Congregational Church to focus on a variety of spiritual and social issues at Sunday services
Doom and gloom are contagious diseases. There is no vaccine for unrelenting negativity, and many people wouldn’t trust it if there was one. Science cannot cure us of cynicism or despair about the way things are. Even though we can instantly communicate by satellite and design chatbots that answer our questions, these technologies cannot put hope in our hearts. In fact, we may experience all the changes not as progress, but as dread. We are left to our all-too-human selves to confront a challenging time. So, let me ask a different question than the one we usually ask,“What if we get it right?”
First, it is important to recognize our built-in negativity bias and learn to work with it. Our brains are designed to keep us alive. We survive by recognizing potential threats. Our minds are always surveilling our surroundings for potential dangers. Our threat systems are very good at helping us react quickly to saber-tooth tiger attacks or people who want to give us fruitcakes. The problem is our oldest wiring, the reptile brain, is like a circuit breaker panel that can only take in so many things at once before it shorts out. Every single day, we are saturated with murder, mayhem, and social media uproar. And we have our own mini but real crisis in our lives. Our brains struggle to keep up with all the crises, sorting out which ones aren’t immediate threats and which ones we need to prepare and act upon. It is hard to pay attention without blowing a fuse, and that leads to doom and gloom.

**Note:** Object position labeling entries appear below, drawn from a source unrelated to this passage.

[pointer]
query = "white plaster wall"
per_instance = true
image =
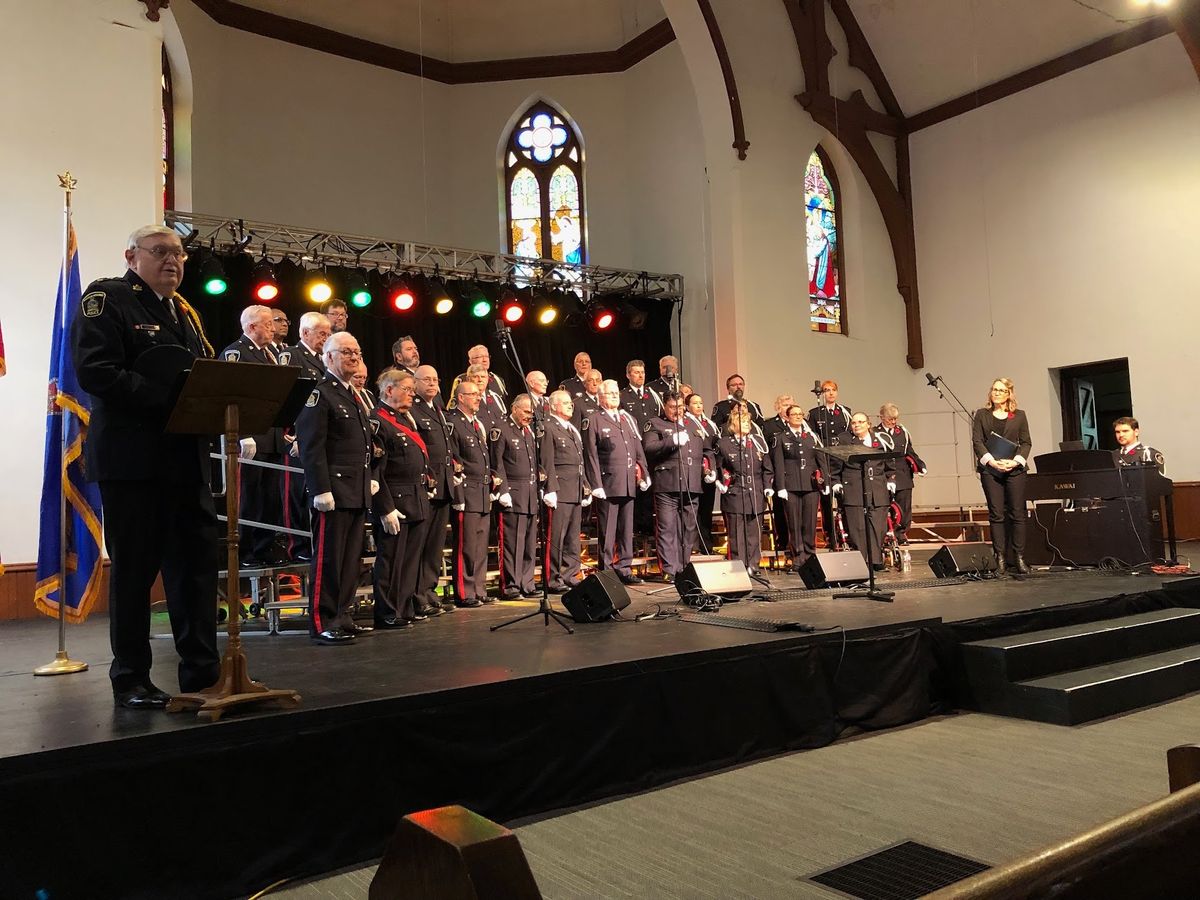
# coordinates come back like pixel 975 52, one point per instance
pixel 81 93
pixel 1059 227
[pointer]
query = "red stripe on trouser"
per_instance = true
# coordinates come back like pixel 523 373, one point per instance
pixel 459 565
pixel 499 552
pixel 319 556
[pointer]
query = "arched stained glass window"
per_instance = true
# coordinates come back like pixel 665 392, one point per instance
pixel 544 187
pixel 827 301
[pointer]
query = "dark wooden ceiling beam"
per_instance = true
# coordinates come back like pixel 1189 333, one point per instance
pixel 1041 73
pixel 1186 21
pixel 324 40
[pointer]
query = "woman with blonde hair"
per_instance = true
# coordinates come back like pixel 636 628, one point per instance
pixel 1002 444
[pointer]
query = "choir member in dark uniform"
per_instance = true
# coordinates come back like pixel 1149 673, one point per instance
pixel 574 385
pixel 880 477
pixel 565 492
pixel 745 481
pixel 515 483
pixel 589 401
pixel 479 355
pixel 154 486
pixel 643 403
pixel 334 433
pixel 677 460
pixel 798 484
pixel 669 377
pixel 829 419
pixel 1003 479
pixel 907 467
pixel 315 330
pixel 709 432
pixel 736 385
pixel 1131 451
pixel 400 504
pixel 615 466
pixel 259 489
pixel 435 431
pixel 472 499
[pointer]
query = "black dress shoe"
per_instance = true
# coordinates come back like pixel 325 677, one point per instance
pixel 141 697
pixel 333 636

But our brains do more than just threaten detection. We are most successful as a species when we communicate, share ideas, and adapt. When people work together and trust each other, we can build railroads, cure malaria, or have yard sales.
Until we lose trust. When trust is gone, the threat-seeking part of the brain takes over. Which brings us to a fundamental choice. Survival takes both recognizing danger and drawing on creativity, ingenuity, and cooperation. Dangers are real and must be faced. But not all dangers are resolved by fighting off and eliminating threats. We need to restore the balance of meeting our challenges through cooperation, ingenuity, and adapting together.
What if we get it right? That question isn’t mine. I found it in the work of Ayana Elizabeth Johnson, the Roux Distinguished Scholar at Bowdoin College.Her recent book brings together people from multiple perspectives to answer challenges about climate change.She asks how we can possibly transform our energy, our food, our whole economy, “if we can’t envision the outcome of our efforts?”Before we go all in, we need a compelling sense of what we might achieve.
We forget that our big cities in the 1970s were smog-choked, and the Cuyahoga River was so polluted that it caught fire. We started recycling, stopped destroying the ozone layer, and banned DDT to save the songbirds thanks to our own Southport hero, Rachel Carson. Maybe we need fewer preppers who are figuring out how to survive the apocalypse and more people asking this question, “What would it look like if we got it right?”
This question goes beyond climate change. What if we started thinking we could get things right and make a difference? We would start noticing lots of great things actually are happening. And we could start using the creative parts of our brains instead of the old reptile wiring that keeps blowing the fuse.
When you drive by the Congregational Church this summer, you will see our sign asking, “What if we get it right?” Each Sunday, we will focus on a variety of spiritual and social issues. What if we get it right about grace, grief, religious freedom, being human in an AI world, work and rest, belonging and accepting others, and climate change? You are welcome to join us, either by showing up on Sundays at 10 a.m. or by keeping the question in your mind and watching for places where people are doing great things. I think you will be surprised by what you see if you ask the question.